Mlliyet Milliyet Blog Milliyet Blog
 
Facebook Connect
Blog Kategorileri
 

11 Şubat '10

 
Kategori
Deneme
 

Geleceğimiz elimizde (mi)

İnsanlarımız, buna bağlı olarak o insanların çocuğu olan çocuklarımız , gençlerimiz kısaca toplumuzda çok kişi genellikle günü kurtarmak için ya bugüne bakarak karamsarlıklara bakarlar, ya da geçmişte yaşadıkları güzel günleri anlatarak kendilerini avuturlar veya geçmişte yaşadıkları olumsuzlukları anlatarak kendilerince ders aldıklarını zannederler. Geçmişten ders alan bunları anlatmak yerine , geçmişten aldığı dersleri beyinlerine yerleştirerek geleceğe umutla bakar ve çevrelerine de umut aşılamaya bakarlar.

Gelecek bizim elimizde mi ?

Evet . Kaderin önüne geçemesek de , gelecek artık büyük oranda bizim elimizde olacak.

Nasıl olacak? Bakınız anlatalım.

GELECEK ELİMİZDE

Şu yazıyı okurken, bir genç düşünse ki : “ Ben artık geçmişi bir süreliğine düşünmeyeceğim. Bir aylık, üç aylık plan yapayım. Hocalarım ile her zamankinden daha güzel diyalog kurayım. Selam vermediğim hocalarımla selamlaşarak onlara sevgimi ve saygımı göstereyim. Bir bardak suda fırtına kopararak kavga edip ayrıldığım , en yakın arkadaşımdan özür dileyeyim. Her zamankinden daha çok test çözeyim. Birkaç tane olmazsa da bir iki kötü alışkanlıklarımı tespit ederek artık bunlardan uzak kalayım. Bu planı 6 ay uygulayayım” diye düşünse ve bunu uygulasa 6 ay sonra nerede olacağını varın siz düşünün. Bu genç bu planını anne ve babasına anlatarak, anne ve babası da her zamankinden farklı ve hoşgörülü olarak çocuğuna sevgi gösterse o zaman geleceğin ne kadar elimizde olacağına inancımız artmaz mı? Yeter ki güzel planlar yaparak, genç önüne çıkan fırsatları değerlendirsin.
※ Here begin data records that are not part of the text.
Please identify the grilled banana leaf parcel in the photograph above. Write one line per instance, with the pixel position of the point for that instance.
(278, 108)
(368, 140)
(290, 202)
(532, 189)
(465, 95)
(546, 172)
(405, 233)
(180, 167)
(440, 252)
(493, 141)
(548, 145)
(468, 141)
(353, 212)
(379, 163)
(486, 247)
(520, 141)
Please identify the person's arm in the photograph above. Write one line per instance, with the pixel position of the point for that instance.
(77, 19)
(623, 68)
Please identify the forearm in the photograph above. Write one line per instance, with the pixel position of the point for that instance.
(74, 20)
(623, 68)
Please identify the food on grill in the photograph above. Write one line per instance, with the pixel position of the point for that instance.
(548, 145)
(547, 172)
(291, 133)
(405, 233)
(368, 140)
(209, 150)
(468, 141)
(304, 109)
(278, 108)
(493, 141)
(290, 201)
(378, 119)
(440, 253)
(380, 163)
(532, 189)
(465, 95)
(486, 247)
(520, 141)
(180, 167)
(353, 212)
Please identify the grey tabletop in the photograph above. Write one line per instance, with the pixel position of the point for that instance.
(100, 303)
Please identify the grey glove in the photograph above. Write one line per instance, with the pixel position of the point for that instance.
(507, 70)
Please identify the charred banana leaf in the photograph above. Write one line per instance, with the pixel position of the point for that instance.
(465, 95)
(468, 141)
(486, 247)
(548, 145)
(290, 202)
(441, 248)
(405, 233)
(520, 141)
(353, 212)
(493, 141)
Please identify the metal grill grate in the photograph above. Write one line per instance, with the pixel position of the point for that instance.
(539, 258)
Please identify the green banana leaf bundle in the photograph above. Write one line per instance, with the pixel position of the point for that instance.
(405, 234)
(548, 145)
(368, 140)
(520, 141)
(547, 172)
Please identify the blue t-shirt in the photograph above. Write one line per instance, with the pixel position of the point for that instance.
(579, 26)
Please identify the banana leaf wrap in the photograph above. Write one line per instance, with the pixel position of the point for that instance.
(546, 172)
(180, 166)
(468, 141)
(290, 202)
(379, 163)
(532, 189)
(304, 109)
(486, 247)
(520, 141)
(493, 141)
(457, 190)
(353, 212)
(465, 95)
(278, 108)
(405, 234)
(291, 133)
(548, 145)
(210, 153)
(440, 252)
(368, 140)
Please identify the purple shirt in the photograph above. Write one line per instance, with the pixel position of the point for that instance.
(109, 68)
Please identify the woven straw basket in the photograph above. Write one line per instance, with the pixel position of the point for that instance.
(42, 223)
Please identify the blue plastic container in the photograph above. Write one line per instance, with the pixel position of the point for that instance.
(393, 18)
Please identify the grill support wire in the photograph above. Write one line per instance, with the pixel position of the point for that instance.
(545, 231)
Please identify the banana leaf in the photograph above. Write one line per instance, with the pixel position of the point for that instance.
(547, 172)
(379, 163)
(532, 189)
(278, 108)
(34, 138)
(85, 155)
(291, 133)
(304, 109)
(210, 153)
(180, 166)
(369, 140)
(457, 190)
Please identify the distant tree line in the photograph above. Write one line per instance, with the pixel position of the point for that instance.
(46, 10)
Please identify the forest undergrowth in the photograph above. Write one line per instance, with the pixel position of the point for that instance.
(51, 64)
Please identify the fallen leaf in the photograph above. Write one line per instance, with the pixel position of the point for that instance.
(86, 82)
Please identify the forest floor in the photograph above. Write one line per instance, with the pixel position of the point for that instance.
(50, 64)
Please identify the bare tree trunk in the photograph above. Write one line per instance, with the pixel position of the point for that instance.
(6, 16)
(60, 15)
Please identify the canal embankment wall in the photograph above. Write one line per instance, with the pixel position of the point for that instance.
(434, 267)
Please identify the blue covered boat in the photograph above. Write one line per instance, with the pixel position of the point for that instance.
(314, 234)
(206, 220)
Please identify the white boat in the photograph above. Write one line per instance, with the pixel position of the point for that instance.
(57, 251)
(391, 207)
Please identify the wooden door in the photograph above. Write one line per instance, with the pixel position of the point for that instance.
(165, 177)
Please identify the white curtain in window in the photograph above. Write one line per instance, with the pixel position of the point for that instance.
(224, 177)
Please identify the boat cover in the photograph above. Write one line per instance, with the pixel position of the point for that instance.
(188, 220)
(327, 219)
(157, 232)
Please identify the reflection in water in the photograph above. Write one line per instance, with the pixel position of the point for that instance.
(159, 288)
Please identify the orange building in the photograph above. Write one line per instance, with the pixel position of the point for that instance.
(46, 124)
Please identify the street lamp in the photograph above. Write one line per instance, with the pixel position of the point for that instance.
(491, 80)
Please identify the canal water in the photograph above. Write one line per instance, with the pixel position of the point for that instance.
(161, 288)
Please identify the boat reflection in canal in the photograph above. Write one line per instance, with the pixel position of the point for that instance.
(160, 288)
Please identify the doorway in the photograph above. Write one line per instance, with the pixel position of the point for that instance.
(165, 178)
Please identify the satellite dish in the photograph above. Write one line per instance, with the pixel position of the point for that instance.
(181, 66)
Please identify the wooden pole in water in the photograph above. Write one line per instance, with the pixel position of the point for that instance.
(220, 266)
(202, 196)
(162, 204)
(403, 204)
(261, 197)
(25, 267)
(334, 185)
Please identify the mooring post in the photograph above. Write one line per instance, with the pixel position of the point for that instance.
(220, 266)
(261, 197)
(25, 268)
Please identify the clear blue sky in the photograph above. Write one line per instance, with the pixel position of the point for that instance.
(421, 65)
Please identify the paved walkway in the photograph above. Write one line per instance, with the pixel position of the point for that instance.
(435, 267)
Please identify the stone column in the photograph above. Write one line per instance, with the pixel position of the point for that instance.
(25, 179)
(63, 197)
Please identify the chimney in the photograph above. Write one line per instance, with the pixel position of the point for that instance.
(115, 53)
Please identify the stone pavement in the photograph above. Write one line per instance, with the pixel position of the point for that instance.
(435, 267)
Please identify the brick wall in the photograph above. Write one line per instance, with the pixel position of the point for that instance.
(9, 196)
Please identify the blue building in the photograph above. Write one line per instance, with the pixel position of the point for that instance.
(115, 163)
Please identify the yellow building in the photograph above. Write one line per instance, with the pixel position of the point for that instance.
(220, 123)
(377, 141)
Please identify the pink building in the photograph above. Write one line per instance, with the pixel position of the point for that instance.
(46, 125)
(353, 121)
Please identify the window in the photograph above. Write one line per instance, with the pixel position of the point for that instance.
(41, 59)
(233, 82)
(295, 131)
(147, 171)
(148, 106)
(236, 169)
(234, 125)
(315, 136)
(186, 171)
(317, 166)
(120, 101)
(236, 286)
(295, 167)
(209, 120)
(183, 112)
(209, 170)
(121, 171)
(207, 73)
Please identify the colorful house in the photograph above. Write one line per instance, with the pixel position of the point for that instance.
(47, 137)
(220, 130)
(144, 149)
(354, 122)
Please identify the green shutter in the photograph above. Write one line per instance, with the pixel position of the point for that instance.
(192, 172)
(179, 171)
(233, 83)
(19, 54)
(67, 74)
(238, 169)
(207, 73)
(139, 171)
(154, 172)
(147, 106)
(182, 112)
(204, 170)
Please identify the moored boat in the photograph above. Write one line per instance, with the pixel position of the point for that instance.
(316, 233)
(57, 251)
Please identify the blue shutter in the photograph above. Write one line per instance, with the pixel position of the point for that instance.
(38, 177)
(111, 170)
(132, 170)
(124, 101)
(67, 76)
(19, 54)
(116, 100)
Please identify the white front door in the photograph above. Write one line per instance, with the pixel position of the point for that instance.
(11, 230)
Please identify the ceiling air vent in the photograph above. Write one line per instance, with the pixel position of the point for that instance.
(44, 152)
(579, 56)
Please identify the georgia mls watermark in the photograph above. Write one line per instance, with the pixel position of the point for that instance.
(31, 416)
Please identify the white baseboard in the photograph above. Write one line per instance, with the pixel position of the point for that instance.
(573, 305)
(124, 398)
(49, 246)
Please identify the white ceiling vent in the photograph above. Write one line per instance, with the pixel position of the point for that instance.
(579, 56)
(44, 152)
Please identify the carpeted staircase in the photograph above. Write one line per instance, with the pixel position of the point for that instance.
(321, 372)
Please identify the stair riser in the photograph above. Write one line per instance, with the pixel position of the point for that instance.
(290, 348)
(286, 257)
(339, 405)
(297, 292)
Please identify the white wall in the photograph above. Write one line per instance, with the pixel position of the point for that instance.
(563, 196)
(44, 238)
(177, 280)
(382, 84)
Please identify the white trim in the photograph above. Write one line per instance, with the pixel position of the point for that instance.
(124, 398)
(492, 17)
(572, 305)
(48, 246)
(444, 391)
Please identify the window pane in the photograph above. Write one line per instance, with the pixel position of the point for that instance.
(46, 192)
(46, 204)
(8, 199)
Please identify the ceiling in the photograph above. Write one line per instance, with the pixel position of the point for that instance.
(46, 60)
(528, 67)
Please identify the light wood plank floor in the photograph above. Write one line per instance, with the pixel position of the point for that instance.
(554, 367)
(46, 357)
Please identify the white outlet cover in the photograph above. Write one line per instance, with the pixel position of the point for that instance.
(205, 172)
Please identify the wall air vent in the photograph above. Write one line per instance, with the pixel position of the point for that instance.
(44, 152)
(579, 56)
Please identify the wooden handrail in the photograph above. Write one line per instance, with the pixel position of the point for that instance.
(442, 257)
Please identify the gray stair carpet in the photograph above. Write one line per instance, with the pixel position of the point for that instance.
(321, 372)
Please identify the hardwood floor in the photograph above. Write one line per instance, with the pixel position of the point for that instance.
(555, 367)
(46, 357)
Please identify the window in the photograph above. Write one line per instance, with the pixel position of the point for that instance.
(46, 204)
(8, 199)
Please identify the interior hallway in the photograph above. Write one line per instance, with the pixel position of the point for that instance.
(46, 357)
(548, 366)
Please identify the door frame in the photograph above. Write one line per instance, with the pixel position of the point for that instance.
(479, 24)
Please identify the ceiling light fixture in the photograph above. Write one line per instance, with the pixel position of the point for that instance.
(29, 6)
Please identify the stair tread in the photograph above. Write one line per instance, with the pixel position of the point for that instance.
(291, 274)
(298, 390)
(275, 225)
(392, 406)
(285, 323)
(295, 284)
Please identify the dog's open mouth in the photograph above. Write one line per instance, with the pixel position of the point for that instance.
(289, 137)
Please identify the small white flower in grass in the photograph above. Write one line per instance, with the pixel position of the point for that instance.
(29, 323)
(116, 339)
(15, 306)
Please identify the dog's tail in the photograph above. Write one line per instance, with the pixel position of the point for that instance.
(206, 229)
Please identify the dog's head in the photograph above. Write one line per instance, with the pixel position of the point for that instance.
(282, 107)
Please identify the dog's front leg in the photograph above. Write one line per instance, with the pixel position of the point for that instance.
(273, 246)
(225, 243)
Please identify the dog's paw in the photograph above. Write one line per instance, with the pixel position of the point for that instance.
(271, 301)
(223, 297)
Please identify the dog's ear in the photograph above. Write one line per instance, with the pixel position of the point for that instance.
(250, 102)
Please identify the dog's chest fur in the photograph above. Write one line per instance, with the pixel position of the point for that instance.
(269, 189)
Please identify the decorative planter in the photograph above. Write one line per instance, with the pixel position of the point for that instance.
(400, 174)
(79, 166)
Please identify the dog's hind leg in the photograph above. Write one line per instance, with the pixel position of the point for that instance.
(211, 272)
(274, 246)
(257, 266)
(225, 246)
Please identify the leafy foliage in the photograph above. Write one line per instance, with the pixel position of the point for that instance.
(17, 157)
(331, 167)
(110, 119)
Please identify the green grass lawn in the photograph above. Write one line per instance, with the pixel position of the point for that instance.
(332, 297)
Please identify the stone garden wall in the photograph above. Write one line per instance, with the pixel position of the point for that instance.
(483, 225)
Geleceğin dünyasını güzelleştirmek önce bizlerin, sonra gençlerin ve çocuklarımızın elinde . O yüzden önce bizler gençlere örnek olarak, sonra gençlerde çocuklara güzel örnek olarak geleceğimizi güzelleştirirsek , güzelleşen bir hayattan hep zevk alırız.

GELECEĞİN DÜNYASINDA İNSANLAR

Geleceğin dünyasında insanlar iyimser iseler mutlu, kötümser iseler mutsuz olurlar. Sadece gelecekte değil , her zaman iyimserler kısa vadede olmasa bile uzun vadede kazançlı çıkarlar. Çocuklarının güzel şeyler başaracağına inanan, onlara sevgisini artırarak veren, onlara değerli insan olduklarını hissettiren , onları uyaran ama kırmadan güzellikle uyaran anne ve babalar ile iş yerinde arkadaşlarını ön yargısız olarak değerlendiren ve seven, siyasetin kısır dünyasından başka şeylerde konuşmasını bilen ve konuşması ve yazması düzgün olan insanlar her zaman gelecekte hem maddi hem de manevi tatmin sağlayacaklardır.Çünkü, geleceğe geçmişteki hatalarından sıyrılarak bakanlar , gelecekten her zaman umutlu olacaklardır. Atalarımız bile “ Umut fakirin ekmeği, ye Memet ye “ diyerek umutlu olmanın ne kadar güzel olduğuna esprili bir yaklaşım getirmişlerdir.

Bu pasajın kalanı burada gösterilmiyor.